Microsoft 365 is often the first and sometimes the only security control many SMBs rely on.
Email filtering is enabled. MFA is turned on. Microsoft Defender is active.
On paper, this feels secure.
In reality, Microsoft 365 was built to enable productivity, not to act as a complete security platform. Attackers know this, and they actively design their campaigns around its blind spots.
The Misconception Around Microsoft 365 Security
Microsoft provides a shared responsibility model. They secure the infrastructure, availability, and core services.
Security inside your tenant is your responsibility.
This distinction is often misunderstood by SMBs. Many assume that paying for Microsoft 365 automatically means threats are handled.
It does not.
Microsoft 365 security features are:
- Baseline protections
- Largely reactive
- Heavily dependent on correct configuration
Without continuous monitoring and correlation, serious threats go unnoticed.
Email Security Is Only the First Layer
Most SMBs focus on email filtering, and for good reason.
Phishing remains the top attack vector.
However, modern attacks often bypass email entirely:
- Credential reuse from breached services
- OAuth abuse
- Token theft
- Browser-based malware
- MFA fatigue attacks
Microsoft 365 does not provide full visibility into endpoint behaviour or post-compromise activity by default.
Once credentials are abused, attackers often operate quietly inside the tenant.
Identity Is the New Perimeter
Microsoft itself has acknowledged that identity is now the primary attack surface.
https://www.microsoft.com/security/blog/identity-is-the-new-perimeter/
Yet many SMBs still rely on:
- Single-factor authentication for legacy apps
- Excessive user permissions
- Long-lived sessions and tokens
- Limited audit log retention
These gaps allow attackers to move laterally without triggering obvious alerts.
Limited Visibility After Compromise
Even with Defender enabled, many SMBs lack answers to basic questions:
- Which device initiated this login?
- Was the browser compromised?
- Is this behaviour normal for this user?
- Has this access pattern changed recently?
Microsoft 365 focuses on alerts, not context.
Alerts without context are often ignored, misunderstood, or actioned too late.
Real-World Impact on SMBs
Industry research shows that a large percentage of breaches involving cloud platforms start with stolen credentials rather than malware.
https://www.verizon.com/business/resources/reports/dbir/
Once inside, attackers:
- Create inbox rules to hide activity
- Register new MFA methods
- Access SharePoint and OneDrive data
- Use trusted cloud infrastructure to persist
These actions often blend in with legitimate user behaviour.
Why Configuration Alone Is Not Enough
Many SMBs attempt to solve the problem by tightening policies.
Conditional access rules are added. Password policies are strengthened. Alerts are enabled.
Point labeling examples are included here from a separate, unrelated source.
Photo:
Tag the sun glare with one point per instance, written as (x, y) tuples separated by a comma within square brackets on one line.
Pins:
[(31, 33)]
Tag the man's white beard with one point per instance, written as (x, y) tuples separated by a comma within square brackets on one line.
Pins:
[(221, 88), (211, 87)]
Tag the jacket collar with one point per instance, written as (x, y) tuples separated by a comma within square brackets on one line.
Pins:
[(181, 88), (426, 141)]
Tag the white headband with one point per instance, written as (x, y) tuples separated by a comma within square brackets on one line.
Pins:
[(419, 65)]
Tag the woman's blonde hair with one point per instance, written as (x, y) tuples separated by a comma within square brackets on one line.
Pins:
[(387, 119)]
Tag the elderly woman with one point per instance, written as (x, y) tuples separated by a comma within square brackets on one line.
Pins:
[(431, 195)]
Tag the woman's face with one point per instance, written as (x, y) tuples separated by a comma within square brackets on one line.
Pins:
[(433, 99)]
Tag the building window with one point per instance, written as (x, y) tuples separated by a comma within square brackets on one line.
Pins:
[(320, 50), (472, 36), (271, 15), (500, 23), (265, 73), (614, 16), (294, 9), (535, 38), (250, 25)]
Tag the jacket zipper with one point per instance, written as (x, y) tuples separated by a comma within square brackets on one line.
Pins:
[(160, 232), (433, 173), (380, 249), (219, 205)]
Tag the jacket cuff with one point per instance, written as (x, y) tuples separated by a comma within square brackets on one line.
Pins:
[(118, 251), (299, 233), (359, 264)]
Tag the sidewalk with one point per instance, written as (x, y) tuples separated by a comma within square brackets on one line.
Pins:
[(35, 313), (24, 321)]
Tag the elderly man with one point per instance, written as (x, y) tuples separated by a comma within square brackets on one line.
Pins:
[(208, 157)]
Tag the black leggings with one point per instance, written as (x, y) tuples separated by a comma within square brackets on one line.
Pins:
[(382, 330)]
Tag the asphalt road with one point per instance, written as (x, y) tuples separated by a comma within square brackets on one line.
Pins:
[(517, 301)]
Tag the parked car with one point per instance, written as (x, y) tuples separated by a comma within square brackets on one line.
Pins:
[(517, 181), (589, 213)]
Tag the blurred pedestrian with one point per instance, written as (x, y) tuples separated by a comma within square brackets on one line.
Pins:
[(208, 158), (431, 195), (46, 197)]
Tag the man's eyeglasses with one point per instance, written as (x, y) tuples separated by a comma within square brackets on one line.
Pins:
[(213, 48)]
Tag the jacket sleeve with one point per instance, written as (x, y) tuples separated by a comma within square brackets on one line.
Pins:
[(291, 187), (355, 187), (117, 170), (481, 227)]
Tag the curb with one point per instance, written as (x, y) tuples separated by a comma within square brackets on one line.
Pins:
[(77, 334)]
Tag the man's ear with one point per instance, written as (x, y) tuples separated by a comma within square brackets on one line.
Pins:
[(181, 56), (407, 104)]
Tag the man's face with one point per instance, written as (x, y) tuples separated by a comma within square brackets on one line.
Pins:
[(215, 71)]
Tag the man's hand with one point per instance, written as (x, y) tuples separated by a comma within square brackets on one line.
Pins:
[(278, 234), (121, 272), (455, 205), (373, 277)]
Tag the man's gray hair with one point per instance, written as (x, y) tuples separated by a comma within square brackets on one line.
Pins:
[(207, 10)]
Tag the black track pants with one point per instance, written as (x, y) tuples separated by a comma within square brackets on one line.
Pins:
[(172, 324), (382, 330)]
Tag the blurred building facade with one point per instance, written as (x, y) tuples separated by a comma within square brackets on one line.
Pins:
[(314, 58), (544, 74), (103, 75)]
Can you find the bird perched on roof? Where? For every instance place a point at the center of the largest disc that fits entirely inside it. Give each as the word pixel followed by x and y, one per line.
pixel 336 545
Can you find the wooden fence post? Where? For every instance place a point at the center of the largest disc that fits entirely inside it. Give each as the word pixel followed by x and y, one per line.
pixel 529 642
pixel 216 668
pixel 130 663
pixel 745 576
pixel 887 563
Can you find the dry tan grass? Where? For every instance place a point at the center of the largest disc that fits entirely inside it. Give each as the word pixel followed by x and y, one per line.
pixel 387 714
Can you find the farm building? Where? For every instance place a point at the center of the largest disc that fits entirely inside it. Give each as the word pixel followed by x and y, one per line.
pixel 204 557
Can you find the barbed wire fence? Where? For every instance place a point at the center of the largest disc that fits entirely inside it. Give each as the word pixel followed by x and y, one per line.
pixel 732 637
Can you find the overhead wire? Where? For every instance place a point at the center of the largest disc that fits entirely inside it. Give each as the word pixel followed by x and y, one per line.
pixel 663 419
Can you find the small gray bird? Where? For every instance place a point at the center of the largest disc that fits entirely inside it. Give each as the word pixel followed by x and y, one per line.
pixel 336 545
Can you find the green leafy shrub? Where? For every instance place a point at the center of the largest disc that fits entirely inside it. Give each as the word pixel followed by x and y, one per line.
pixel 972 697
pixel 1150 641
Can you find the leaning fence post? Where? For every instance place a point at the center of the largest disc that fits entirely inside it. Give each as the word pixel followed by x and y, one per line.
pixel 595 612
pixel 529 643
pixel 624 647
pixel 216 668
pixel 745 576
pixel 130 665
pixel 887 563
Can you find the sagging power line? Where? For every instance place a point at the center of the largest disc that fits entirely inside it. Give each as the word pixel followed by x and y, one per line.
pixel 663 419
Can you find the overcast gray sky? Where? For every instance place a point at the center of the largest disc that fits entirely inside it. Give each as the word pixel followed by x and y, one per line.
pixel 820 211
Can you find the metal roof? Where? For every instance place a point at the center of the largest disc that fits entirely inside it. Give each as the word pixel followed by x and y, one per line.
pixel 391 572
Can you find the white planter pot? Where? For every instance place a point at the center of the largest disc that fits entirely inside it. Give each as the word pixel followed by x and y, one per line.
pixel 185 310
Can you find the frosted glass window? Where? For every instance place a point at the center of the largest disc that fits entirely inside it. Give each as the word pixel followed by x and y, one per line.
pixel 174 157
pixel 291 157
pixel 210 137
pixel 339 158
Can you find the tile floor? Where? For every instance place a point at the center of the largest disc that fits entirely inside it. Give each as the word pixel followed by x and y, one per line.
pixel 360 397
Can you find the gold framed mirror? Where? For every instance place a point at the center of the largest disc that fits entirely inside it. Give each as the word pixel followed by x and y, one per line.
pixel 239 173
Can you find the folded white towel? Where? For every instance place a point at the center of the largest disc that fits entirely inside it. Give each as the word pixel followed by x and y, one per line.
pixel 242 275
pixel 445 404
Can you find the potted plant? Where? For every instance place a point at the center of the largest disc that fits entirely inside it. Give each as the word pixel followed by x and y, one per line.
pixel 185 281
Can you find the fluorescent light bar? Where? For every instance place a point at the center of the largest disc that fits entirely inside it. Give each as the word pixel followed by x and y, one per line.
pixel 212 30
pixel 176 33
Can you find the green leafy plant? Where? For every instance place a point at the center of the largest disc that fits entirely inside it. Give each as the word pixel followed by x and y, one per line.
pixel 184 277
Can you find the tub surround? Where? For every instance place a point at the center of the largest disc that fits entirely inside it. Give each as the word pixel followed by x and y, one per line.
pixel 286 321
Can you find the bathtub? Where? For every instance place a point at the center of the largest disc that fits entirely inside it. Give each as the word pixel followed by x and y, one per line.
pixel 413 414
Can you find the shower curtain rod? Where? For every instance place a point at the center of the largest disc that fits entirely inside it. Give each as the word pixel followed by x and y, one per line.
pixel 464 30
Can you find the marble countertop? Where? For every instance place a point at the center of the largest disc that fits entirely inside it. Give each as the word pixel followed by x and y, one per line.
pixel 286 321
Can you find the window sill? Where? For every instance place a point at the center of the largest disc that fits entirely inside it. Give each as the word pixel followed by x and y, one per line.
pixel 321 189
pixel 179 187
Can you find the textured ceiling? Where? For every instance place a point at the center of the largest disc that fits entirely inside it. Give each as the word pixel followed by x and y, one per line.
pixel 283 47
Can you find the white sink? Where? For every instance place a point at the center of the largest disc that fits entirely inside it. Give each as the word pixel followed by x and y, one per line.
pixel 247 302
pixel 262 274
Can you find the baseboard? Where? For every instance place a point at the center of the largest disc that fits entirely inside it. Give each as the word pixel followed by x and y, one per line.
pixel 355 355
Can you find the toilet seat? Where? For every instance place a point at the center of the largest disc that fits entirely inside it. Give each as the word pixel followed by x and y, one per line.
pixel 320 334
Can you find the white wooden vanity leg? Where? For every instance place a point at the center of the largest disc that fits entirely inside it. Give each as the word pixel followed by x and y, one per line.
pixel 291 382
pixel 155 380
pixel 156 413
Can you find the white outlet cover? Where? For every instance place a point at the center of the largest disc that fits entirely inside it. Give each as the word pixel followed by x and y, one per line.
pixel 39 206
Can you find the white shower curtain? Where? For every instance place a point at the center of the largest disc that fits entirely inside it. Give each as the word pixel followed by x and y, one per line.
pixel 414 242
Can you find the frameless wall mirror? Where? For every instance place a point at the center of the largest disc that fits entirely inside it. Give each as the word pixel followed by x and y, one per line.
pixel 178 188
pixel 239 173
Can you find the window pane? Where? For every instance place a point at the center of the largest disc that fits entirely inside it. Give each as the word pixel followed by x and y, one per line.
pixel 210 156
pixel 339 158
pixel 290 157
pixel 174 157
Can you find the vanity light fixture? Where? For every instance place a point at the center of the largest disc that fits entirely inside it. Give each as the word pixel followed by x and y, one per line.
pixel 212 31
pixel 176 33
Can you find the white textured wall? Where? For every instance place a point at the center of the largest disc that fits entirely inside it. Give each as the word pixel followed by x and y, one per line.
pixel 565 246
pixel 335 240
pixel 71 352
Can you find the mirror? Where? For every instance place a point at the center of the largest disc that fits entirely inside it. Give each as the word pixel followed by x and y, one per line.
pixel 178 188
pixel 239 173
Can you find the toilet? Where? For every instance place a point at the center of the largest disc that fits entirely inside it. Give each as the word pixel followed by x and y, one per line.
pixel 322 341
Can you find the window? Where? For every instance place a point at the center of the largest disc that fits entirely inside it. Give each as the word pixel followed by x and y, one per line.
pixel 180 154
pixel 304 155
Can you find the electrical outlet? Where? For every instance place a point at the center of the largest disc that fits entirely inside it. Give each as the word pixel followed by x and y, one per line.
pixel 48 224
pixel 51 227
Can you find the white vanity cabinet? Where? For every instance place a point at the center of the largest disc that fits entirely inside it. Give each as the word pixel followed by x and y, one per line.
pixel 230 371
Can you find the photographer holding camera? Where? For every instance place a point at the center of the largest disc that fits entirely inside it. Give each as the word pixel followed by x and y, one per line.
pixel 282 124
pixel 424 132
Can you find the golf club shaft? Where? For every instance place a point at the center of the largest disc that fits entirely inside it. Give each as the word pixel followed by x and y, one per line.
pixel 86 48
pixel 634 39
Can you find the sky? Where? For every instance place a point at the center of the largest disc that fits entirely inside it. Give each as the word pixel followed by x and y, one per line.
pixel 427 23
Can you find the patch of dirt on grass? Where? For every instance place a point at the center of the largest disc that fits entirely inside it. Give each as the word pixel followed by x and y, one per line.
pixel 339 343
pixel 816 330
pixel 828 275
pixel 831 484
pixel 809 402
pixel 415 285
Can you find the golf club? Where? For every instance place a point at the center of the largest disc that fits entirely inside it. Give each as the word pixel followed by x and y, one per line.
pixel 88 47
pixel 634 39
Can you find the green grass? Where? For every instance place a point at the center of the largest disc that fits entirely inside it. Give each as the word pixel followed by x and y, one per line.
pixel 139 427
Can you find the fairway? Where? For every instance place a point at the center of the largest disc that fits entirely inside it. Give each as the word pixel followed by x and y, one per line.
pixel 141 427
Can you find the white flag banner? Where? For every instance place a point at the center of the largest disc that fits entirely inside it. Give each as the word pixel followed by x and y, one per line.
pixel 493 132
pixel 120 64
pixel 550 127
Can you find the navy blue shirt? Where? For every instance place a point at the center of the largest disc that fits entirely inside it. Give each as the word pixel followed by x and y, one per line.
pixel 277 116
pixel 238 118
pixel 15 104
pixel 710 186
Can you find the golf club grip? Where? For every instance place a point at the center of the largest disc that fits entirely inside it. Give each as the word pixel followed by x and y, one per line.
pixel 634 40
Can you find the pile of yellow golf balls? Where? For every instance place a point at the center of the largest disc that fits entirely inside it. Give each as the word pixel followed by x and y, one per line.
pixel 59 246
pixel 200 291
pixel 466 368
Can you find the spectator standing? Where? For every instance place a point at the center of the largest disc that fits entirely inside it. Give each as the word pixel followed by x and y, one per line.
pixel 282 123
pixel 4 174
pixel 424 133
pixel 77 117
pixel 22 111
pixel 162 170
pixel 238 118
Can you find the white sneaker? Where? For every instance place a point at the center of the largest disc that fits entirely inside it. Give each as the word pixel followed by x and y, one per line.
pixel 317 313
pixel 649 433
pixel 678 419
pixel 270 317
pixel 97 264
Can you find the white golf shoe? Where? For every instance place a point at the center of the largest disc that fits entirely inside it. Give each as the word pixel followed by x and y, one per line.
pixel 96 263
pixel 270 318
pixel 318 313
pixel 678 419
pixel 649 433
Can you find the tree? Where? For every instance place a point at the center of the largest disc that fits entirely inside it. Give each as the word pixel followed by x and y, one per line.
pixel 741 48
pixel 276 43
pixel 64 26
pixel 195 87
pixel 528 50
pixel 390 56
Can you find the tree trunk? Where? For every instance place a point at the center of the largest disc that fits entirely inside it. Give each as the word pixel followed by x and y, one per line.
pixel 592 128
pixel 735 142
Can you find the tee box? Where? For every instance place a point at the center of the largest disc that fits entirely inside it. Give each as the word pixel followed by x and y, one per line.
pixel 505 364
This helps, but it does not address the root issue.
Security is not a checklist. It is an ongoing process of visibility, detection, and response.
Without monitoring endpoints, correlating identity events, and understanding behaviour, configuration only delays compromise.
What a Practical Security Layer Looks Like
Effective security for Microsoft 365 environments requires additional layers:
Endpoint Visibility
Knowing what is happening on the device is just as important as what happens in the cloud.
Behavioural Monitoring
Detecting anomalies in login patterns, access locations, and usage behaviour.
External Exposure Awareness
Understanding whether credentials, domains, or assets are already exposed externally.
Automated Remediation
Reducing manual response time when suspicious activity is detected.
How AIOpenSec Complements Microsoft 365
AIOpenSec does not replace Microsoft 365. It strengthens it.
- Endpoint monitoring provides device-level context
- External exposure assessments identify identity risk early
- Automated patching reduces attack surface
- A-Monk explains risks and actions in plain language
This gives SMBs the missing layer between cloud productivity and real security operations.
Final Thoughts
Microsoft 365 is a powerful platform, but it was never meant to operate alone as a security strategy.
Attackers understand its limits and exploit them daily.
For SMBs, the goal is not to abandon Microsoft 365, but to recognise its boundaries and build visibility around it.
Security starts where assumptions end.
And assumptions are exactly what attackers rely on.